When specifically analyzing those with clinical diagnosis of DLB during life (n = 238), older age, positive APOEε4 status, and diffuse LBD pathology were associated with shorter disease duration, whereas male gender, Braak staging, neuritic plaques, and transitional LBD were not. When comparing the clinical features of diffuse LBD and transitional LBD, the former had more of the core features of DLB and a faster cognitive decline, not only in the MMSEs but also in the Category Fluency Test and the Wechsler Adult Intelligence Scale—Revised Digit Symbol subtest. Of the four core features of DLB, the two that had the best correlation with shorter disease duration were parkinsonism and probable RBD reported at the final visit.
DLB is the second most common form of dementia after AD and has a shorter disease duration than AD. Despite known diagnostic criteria, DLB is still difficult to accurately recognize clinically, because of the clinical variability of these patients and the pathological overlap with AD and vascular dementia. Predicting prognosis of these patients is even more challenging. This complexity in diagnosis not only hampers our ability to symptomatically treat early but also to prognosticate and prepare the patient and families for the future course of the disease.
This study by Graff-Radford et al further adds to the understanding of the different subgroups of LB pathology and the potential clinical trajectories.

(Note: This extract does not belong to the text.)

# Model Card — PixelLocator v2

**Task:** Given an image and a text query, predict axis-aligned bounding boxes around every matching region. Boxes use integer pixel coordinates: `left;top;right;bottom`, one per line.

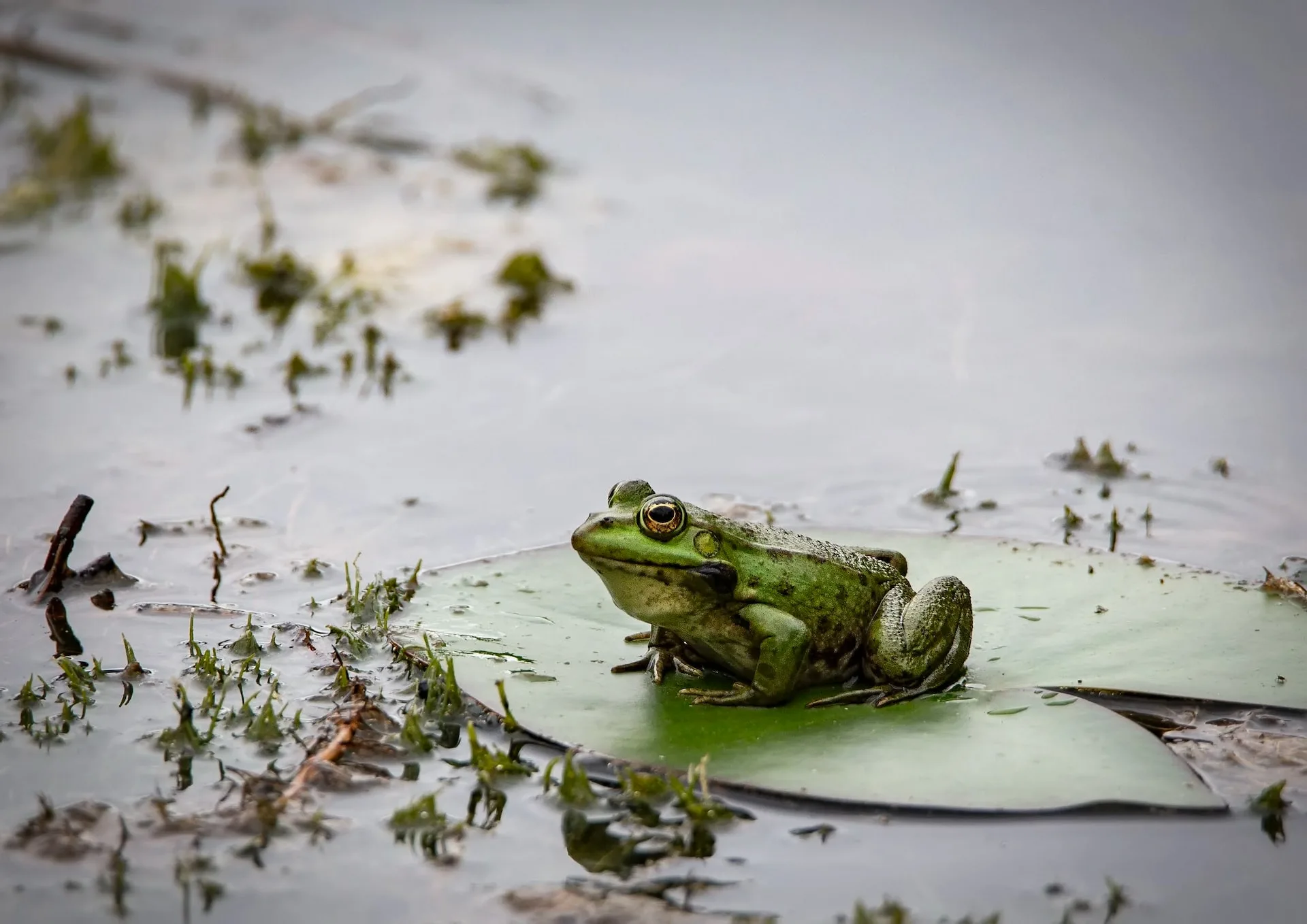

However, the retrospective, autopsy-driven nature of this study reiterates the need for better diagnostic assessments during life that would enable long-term observational studies of living cohorts. The development of reliable LB pathology-specific functional imaging may aid in better earlier diagnosis, particularly with the presence of AD and vascular pathology in this cohort. With such a high percentage of those with AD-like pathology, the role of amyloid in disease duration was not assessed and also may contribute to shorter disease duration. From a treatment standpoint, we know that atypical parkinsonian patients, such as those with DLB, do not have a consistent robust response to levodopa, yet those with parkinsonism at the final clinical evaluation were found to have a shorter disease duration. Whether parkinsonism correlates to the diffuse pathological changes or motoric issues (falls, contractures from severe rigidity) from poorly treated parkinsonism is unclear. Lastly, the importance of treating vascular risk factors in conjunction with parkinsonism and RBD again is raised, with the correlation between shorter disease duration and lacunar strokes, which not only add to cognitive burden but can lead to significant morbidity. Thus, while adding to our knowledge of pathology, this study highlights the need for the development of reliable biomarkers to study these patients during their lifetimes to accurately correlate clinical findings and prognosis.